O sea, que lo sencillo es morirse. Siempre tuve esa sensación, como decía Nacho Vegas: que no es la mala vida la que nos mata, que es la vida entera. Menos mal que soy torera y las ganas de jaleo siempre vencieron a la inquietud que empezaron a generarme los perros que me saltaban a las faldas, porque qué sé yo si eran perros asesinos, quién puede asegurármelo, y desafié también al terror a los atentados en los centros comerciales y a las veces que alguien me escribe un WhatsApp poniéndome sólo “Lorena”, porque hasta mi propio nombre me da miedo cuando aparece solitario, tan seco y severo, por si detrás de él viene una mala noticia.
Está en todas partes el sucio miedo, en lo colosal y lo milimétrico, y si lo hablas con tus amigos te das cuenta de que late bajo cada cosa: en los ratoncillos y las cucarachas, en las llamadas de familiares de madrugada, en el precio delirante del AVE o de los pisos de alquiler -oscurísimos, decadentes, prohibitivos-, en que vuelva la moda de los pantalones de tiro bajo, en que Elvira Sastre publique un próximo libro y en el predictor con dos rayitas, pero también en la idea de decidir no tener hijos y un día cumplir cincuenta y de repente echarlos de menos para siempre.
Todo da miedo, ya les digo: tener vástagos o no tenerlos, o tenerlos y escolarizarlos en Maristas -mi propio colegio- por si les acosa uno de sus célebres pederastas, hasta los no juzgados pero sí conocidos, o parirlos dolorosamente y que te caigan mal, muy mal, y pensar que si no fueran tus criaturas no te tomarías con esos pequeños gilipollas ni un vaso de agua. Da miedo que Barbijaputa sea Carmen Mola y que Carmen Mola sean tres tíos. Dan miedo los análisis de sangre y la legalización de los vientres de alquiler y que las niñas se crean que es sexy y emancipador llamarse “putas” a sí mismas. Da miedo haber perdido tanto el tiempo. Da miedo sentirnos siempre en deuda con nuestra madre.
Da miedo que se casen los amores de nuestra vida con otras personas, pero también da miedo que se casen con nosotros, por si nos convertimos en parejas de esas que no tienen nada que decirse en el café de la tarde, y dan miedo los mensajes sin respuesta, y da miedo que jamás vuelva a abrir el Ocho y Medio, y da miedo estar bailando, cerrar los ojos, abrirlos y que no estén nuestros amigos, que ya no estén nunca más -porque ya no salen nunca, porque se han hecho mayores, porque nos cambiaron por una vida estable y se encerraron para siempre-.

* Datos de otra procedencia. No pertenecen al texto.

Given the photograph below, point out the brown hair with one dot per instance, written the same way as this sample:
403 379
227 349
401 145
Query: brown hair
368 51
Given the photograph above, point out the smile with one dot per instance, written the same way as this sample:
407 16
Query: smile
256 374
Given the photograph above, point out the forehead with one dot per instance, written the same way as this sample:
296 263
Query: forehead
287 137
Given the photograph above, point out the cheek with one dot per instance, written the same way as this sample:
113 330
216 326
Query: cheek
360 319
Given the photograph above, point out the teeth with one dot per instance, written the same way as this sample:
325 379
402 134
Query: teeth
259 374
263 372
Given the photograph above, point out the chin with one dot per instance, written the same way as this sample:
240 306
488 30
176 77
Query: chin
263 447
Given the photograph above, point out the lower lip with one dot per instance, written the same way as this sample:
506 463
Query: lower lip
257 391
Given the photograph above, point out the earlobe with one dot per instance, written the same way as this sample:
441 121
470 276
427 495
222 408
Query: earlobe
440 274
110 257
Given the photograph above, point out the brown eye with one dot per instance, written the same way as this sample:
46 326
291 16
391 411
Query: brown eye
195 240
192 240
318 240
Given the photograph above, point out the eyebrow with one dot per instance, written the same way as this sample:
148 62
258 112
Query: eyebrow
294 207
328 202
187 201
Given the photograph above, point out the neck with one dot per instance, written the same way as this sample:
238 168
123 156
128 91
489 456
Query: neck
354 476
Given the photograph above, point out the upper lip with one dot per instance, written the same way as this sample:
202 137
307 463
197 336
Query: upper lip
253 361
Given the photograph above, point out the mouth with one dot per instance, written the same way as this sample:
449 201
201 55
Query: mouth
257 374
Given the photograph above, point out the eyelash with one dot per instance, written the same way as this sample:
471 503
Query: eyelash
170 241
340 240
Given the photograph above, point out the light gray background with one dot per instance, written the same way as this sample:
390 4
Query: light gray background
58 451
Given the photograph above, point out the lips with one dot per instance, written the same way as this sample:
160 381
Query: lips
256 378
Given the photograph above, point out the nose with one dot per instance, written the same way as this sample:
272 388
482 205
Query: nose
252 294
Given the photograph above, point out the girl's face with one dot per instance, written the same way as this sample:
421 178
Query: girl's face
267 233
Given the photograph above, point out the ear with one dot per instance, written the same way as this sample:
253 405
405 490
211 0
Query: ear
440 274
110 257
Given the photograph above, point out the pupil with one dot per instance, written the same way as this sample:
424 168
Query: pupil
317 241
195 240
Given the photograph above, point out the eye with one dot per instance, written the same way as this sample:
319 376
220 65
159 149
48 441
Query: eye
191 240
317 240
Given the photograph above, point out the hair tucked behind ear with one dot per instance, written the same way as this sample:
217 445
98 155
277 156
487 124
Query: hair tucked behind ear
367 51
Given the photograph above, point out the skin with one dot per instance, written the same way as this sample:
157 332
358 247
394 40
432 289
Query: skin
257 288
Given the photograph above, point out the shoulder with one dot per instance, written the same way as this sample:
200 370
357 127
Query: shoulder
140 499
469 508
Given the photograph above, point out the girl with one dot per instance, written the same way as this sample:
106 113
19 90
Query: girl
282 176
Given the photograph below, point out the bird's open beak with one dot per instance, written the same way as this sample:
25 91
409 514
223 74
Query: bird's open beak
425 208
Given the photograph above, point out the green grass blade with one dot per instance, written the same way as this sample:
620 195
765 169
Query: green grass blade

Dan miedo los celos de los hombres. Da miedo que quien tú amas no entienda quién eres. Dan miedo los indiferentes. Da miedo volver a casa de noche sola y que se te cuele un tipo extraño en el portal, da miedo ser aburrido, da miedo saberse vulgar, da miedo despertarse un día y no poder escribir, no poder escribir ni una sola línea más, da miedo no encontrar nunca las palabras exactas, porque eso se parece bastante a los sueños asfixiantes en los que intentas gritar pero eres mudo y se parece bastante también a estar derrotado. Da miedo no tener voz. Da terror la visita de un niño a la planta de oncología. Y la de un adulto. Y la de un nonagenario. Da terror siempre. Da terror la palabra maldita.
Da miedo la vejez de nuestros padres -las casas adaptadas, el peso de la torpeza, cambiar la bañera por el plato de ducha-. Da miedo que a Edu Galán y Sergio del Molino les den un Late Night. Da miedo perder la memoria. Da miedo perder el sentido del humor. Da miedo la gente que hace justicia por Twitter pero si te ve la cartera vacilona te la trinca. Da miedo que los hombres pulsen el clítoris como si fuese el botón del ascensor. Da miedo el triunfo de los mediocres. Da miedo vernos siempre más guapos en las fotos de antes: siempre más felices en otro momento. Da miedo que se acabe el hielo, por si se rompe la noche.